4.3. Data Analysis/Statistics

Data were analyzed, and PCA was performed with Progenesis for proteomics (QIP, Nonlinear Diagnostics/Waters Corp.), using the human Uniprot database (UP000005640, January 2021, FDR 4%). Shortlists of the protein output were created by demanding protein assignment by at least two peptides, a fold value of at least 2, and a significance of ANOVA p ≤ 0.05. Heatmaps were created using the heatmapper software tool [78], and Venn diagrams with InteractiVenn [79]. Geneontology analysis was performed with the Panther classification system [80], and protein network analysis with String (String Consortium 2021, ELIXIR Core Data Resource) and NetworkAnalyst [81]. T-tests (two-tailed) were performed using SPSS (Version 26IBM Corp., Armonk, NY, USA).

5. Conclusions

This investigation compared the biopsy and serum protein profiles of 219 patients with gastroduodenal diseases, namely gastritis, U, and GC, with the goal of elucidating robust serum markers specific for GC. An advantage was the availability of a wealth of metadata, clinical information, and histopathological evaluation, along with H. pylori infection status, which were cross-analyzed [11]. We elucidated two GC serum marker panels, 29preGC-P and 10GC-P, for early stage and advanced GC, respectively. The majority of these proteins were previously discussed in the context of cancer or GC. For most of them, individual commercial tests are already available. We envision the design of multiplex assays, incorporating several to all of the panel members, in order to gain a level of specificity that cannot be achieved by testing a single protein alone. The prime example in this respect is CRP, which is part of the 10GC panel, but is also routinely used as a general inflammation marker. We will employ targeted MS to set up a dedicated multiprotein detection method, which has, based on triple-quadrupole technology, the potential to find application in clinical labs. MS methods can be expensive, but so can antibody-based detection, and both technologies have their advantages and disadvantages. In any case, the test must be reasonably priced in comparison to endoscopy to truly find application in clinical practice.

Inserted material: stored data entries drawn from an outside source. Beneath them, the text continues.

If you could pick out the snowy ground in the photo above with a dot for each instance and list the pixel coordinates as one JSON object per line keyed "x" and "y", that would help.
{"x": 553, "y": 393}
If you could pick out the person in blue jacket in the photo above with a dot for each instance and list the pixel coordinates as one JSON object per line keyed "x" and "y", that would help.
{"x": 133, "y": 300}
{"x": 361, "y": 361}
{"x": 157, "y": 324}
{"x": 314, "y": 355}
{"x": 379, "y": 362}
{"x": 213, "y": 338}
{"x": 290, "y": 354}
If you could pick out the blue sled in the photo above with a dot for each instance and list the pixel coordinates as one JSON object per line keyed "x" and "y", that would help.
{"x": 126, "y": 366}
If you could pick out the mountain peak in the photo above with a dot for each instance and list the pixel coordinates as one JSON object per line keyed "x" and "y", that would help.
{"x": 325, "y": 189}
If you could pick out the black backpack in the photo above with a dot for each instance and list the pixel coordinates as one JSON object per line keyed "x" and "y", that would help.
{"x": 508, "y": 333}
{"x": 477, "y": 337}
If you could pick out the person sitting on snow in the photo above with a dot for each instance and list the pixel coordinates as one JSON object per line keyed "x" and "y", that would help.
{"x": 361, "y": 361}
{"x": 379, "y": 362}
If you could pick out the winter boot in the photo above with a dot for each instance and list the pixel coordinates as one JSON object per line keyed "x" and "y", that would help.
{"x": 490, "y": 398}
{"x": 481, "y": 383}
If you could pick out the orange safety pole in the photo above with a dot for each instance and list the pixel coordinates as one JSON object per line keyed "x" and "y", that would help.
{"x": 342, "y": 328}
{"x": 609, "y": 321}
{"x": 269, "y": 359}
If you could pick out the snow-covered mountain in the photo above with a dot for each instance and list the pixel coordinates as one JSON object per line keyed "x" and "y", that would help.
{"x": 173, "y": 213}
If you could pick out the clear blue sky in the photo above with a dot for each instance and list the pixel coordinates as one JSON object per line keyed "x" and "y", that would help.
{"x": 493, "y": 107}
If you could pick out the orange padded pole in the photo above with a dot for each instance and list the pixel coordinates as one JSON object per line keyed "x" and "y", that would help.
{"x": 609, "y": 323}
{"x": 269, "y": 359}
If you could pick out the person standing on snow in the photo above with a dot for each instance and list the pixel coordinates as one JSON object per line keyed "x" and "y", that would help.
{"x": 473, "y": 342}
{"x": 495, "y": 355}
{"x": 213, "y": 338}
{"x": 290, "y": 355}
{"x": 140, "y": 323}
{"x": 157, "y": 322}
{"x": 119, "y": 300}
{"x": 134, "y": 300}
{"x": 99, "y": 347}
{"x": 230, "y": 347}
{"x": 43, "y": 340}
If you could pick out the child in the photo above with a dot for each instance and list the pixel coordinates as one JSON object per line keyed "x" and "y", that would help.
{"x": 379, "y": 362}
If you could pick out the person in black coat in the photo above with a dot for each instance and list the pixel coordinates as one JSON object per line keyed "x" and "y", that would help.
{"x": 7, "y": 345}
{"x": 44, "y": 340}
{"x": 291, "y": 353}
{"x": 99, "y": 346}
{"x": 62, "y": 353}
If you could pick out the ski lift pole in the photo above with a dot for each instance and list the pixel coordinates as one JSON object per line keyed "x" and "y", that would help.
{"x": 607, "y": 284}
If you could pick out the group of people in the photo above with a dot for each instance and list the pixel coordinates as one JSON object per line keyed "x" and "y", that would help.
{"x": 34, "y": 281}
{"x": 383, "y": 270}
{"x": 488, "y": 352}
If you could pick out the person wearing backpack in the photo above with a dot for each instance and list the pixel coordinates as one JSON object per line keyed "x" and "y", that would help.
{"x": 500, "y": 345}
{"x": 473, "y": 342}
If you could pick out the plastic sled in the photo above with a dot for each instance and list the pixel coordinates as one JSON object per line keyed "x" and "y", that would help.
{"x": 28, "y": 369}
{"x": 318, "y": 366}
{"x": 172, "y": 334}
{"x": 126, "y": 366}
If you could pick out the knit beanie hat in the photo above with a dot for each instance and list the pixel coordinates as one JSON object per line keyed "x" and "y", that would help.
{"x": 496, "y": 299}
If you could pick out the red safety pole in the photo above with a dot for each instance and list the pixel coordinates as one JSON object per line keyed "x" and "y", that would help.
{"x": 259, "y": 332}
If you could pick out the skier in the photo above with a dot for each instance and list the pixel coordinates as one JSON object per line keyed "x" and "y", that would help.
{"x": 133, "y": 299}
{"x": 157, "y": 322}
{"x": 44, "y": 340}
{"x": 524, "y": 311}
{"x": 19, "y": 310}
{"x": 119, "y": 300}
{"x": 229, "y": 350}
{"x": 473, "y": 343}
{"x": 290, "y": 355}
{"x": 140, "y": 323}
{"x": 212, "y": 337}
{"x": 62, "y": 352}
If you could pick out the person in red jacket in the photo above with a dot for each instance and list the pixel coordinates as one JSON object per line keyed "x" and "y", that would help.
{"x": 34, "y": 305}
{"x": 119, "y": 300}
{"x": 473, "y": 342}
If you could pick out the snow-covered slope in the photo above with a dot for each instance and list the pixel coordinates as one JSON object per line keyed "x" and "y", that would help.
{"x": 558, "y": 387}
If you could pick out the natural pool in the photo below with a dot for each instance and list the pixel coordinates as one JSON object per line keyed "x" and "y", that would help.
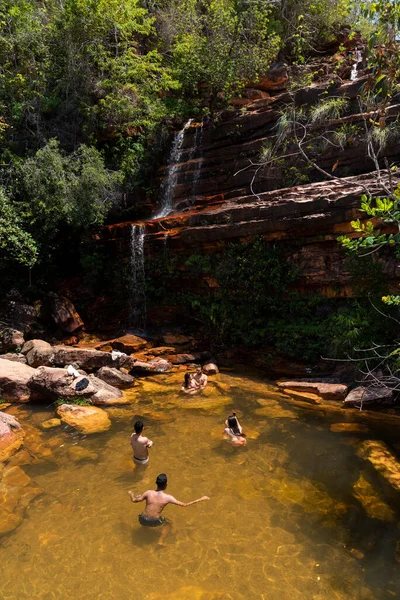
{"x": 296, "y": 514}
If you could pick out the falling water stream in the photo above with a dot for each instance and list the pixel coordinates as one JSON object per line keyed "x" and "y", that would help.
{"x": 171, "y": 178}
{"x": 354, "y": 69}
{"x": 138, "y": 280}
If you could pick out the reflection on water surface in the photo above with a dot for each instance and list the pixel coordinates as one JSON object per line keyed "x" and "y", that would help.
{"x": 293, "y": 515}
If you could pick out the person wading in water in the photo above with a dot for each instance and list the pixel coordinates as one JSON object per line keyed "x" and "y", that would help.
{"x": 156, "y": 501}
{"x": 140, "y": 445}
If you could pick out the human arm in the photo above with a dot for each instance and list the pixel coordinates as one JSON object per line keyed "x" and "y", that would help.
{"x": 138, "y": 498}
{"x": 173, "y": 500}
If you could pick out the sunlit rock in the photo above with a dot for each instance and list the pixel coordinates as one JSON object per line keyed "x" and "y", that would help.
{"x": 86, "y": 419}
{"x": 16, "y": 493}
{"x": 210, "y": 369}
{"x": 79, "y": 454}
{"x": 379, "y": 455}
{"x": 349, "y": 428}
{"x": 327, "y": 391}
{"x": 305, "y": 396}
{"x": 50, "y": 423}
{"x": 115, "y": 377}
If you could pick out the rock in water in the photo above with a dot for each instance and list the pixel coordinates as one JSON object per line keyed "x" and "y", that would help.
{"x": 115, "y": 377}
{"x": 86, "y": 419}
{"x": 11, "y": 436}
{"x": 14, "y": 381}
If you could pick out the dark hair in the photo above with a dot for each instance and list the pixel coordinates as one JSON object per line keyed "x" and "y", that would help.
{"x": 233, "y": 424}
{"x": 138, "y": 426}
{"x": 187, "y": 379}
{"x": 161, "y": 481}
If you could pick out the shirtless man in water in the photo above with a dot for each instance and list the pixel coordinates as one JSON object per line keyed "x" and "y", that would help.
{"x": 156, "y": 501}
{"x": 200, "y": 379}
{"x": 140, "y": 445}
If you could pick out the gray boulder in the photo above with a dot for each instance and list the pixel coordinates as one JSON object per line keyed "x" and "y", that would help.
{"x": 11, "y": 339}
{"x": 14, "y": 357}
{"x": 115, "y": 377}
{"x": 14, "y": 381}
{"x": 55, "y": 383}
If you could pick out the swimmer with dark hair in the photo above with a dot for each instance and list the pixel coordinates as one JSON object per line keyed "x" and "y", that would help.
{"x": 234, "y": 430}
{"x": 156, "y": 501}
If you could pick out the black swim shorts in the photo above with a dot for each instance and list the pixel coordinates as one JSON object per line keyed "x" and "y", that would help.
{"x": 151, "y": 521}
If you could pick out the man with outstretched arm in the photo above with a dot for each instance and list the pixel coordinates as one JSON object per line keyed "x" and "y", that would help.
{"x": 140, "y": 445}
{"x": 156, "y": 501}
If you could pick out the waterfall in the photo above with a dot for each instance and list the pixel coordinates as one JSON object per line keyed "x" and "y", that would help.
{"x": 138, "y": 281}
{"x": 198, "y": 140}
{"x": 171, "y": 178}
{"x": 354, "y": 69}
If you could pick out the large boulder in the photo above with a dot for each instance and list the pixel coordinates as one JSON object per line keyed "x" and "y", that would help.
{"x": 64, "y": 313}
{"x": 326, "y": 391}
{"x": 137, "y": 367}
{"x": 369, "y": 395}
{"x": 129, "y": 343}
{"x": 86, "y": 419}
{"x": 115, "y": 377}
{"x": 38, "y": 353}
{"x": 11, "y": 436}
{"x": 19, "y": 357}
{"x": 11, "y": 339}
{"x": 14, "y": 381}
{"x": 210, "y": 369}
{"x": 55, "y": 384}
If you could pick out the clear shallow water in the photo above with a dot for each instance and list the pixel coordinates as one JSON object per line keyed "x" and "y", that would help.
{"x": 289, "y": 516}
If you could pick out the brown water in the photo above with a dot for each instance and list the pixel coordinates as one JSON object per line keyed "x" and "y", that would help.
{"x": 293, "y": 515}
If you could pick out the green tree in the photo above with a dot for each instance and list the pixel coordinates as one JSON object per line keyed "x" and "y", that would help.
{"x": 16, "y": 244}
{"x": 216, "y": 45}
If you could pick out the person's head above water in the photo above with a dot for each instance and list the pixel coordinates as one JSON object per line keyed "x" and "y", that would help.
{"x": 138, "y": 426}
{"x": 233, "y": 424}
{"x": 161, "y": 481}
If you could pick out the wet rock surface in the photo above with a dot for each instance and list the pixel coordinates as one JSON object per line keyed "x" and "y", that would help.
{"x": 86, "y": 419}
{"x": 15, "y": 381}
{"x": 11, "y": 436}
{"x": 115, "y": 377}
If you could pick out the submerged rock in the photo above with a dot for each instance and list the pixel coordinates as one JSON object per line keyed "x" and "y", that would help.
{"x": 210, "y": 369}
{"x": 115, "y": 377}
{"x": 14, "y": 381}
{"x": 16, "y": 493}
{"x": 86, "y": 419}
{"x": 129, "y": 343}
{"x": 11, "y": 436}
{"x": 372, "y": 503}
{"x": 327, "y": 391}
{"x": 379, "y": 455}
{"x": 78, "y": 454}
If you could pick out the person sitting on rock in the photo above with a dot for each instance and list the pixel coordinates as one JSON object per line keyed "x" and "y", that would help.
{"x": 140, "y": 445}
{"x": 156, "y": 501}
{"x": 189, "y": 385}
{"x": 200, "y": 378}
{"x": 233, "y": 429}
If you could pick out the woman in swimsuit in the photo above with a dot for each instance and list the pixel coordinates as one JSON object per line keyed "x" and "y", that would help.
{"x": 234, "y": 431}
{"x": 189, "y": 385}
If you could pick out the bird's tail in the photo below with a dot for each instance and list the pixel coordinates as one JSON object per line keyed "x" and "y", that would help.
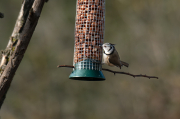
{"x": 124, "y": 63}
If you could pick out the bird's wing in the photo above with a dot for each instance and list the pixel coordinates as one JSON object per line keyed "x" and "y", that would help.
{"x": 114, "y": 59}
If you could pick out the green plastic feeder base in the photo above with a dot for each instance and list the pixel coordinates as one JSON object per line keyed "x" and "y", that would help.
{"x": 87, "y": 75}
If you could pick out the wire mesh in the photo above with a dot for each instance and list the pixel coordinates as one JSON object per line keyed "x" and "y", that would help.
{"x": 89, "y": 34}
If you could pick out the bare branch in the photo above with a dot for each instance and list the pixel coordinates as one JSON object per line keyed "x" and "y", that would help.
{"x": 114, "y": 72}
{"x": 23, "y": 31}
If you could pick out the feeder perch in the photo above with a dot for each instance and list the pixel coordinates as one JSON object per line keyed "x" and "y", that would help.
{"x": 89, "y": 35}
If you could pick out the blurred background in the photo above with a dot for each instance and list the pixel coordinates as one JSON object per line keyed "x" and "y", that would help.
{"x": 147, "y": 36}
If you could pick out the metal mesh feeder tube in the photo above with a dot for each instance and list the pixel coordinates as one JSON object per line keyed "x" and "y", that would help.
{"x": 89, "y": 35}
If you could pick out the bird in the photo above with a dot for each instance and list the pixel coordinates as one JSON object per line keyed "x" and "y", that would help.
{"x": 111, "y": 56}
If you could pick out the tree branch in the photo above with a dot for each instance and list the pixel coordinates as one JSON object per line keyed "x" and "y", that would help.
{"x": 23, "y": 31}
{"x": 114, "y": 72}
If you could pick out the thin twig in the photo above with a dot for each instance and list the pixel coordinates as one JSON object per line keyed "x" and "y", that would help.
{"x": 18, "y": 43}
{"x": 115, "y": 72}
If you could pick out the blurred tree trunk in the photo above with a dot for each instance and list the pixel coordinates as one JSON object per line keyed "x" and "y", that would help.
{"x": 18, "y": 42}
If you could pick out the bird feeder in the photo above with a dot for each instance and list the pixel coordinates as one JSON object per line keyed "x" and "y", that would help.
{"x": 89, "y": 36}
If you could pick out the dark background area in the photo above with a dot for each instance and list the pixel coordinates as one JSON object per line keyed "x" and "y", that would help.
{"x": 147, "y": 36}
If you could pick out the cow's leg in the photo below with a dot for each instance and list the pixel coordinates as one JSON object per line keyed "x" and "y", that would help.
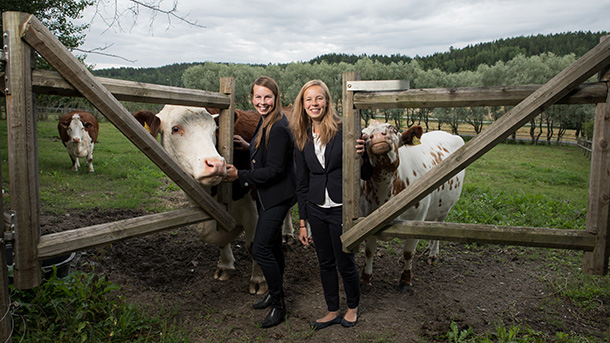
{"x": 226, "y": 264}
{"x": 432, "y": 251}
{"x": 90, "y": 159}
{"x": 370, "y": 247}
{"x": 76, "y": 163}
{"x": 288, "y": 230}
{"x": 406, "y": 278}
{"x": 209, "y": 233}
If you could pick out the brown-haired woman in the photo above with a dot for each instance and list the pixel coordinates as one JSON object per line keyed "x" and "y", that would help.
{"x": 272, "y": 173}
{"x": 318, "y": 140}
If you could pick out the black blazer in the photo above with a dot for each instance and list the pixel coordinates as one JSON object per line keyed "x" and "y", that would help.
{"x": 312, "y": 179}
{"x": 272, "y": 166}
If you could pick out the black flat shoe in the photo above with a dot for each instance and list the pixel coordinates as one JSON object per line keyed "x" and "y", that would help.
{"x": 274, "y": 317}
{"x": 263, "y": 303}
{"x": 347, "y": 323}
{"x": 322, "y": 325}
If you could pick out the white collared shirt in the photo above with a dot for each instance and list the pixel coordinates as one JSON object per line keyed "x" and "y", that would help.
{"x": 320, "y": 150}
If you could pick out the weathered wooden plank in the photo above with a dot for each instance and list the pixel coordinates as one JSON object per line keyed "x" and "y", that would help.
{"x": 225, "y": 135}
{"x": 598, "y": 211}
{"x": 60, "y": 243}
{"x": 378, "y": 85}
{"x": 41, "y": 39}
{"x": 351, "y": 130}
{"x": 492, "y": 234}
{"x": 558, "y": 87}
{"x": 5, "y": 299}
{"x": 589, "y": 93}
{"x": 22, "y": 154}
{"x": 50, "y": 82}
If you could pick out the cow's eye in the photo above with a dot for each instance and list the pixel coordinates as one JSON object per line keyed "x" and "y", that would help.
{"x": 177, "y": 130}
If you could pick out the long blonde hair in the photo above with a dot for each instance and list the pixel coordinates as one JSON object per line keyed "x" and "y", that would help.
{"x": 276, "y": 113}
{"x": 301, "y": 123}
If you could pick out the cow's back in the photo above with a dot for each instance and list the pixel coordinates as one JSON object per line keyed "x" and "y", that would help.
{"x": 435, "y": 147}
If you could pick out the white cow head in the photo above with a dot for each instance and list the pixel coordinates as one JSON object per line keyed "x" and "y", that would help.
{"x": 189, "y": 135}
{"x": 382, "y": 141}
{"x": 76, "y": 130}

In that light, FAR-based gastritis diagnosis may be a quick way forward. Both albumin and fibrinogen are routinely measured in the clinical laboratory anyway. While the effect was discovered in MS data, it does not require this comparatively expensive technique for its use. Still, the MS-based observations need to be validated using routine lab assays. These are not as sensitive as MS, but we are confident that the observed dramatic concentration changes will be detectable. The determination of FAR during primary or secondary care would significantly reduce the number of referrals to endoscopy—in our study, 56% of all cases. With an average cost of $2.750 for one endoscopy in the United States [82], this amounts to fictive savings of $313.500 for the 114 gastritis patients in our study, who would not need this examination.

Preventive measures are in high demand. The protein marker panels presented in this work will contribute to improved GC diagnostics once they have been transferred from a research result to a practical tool.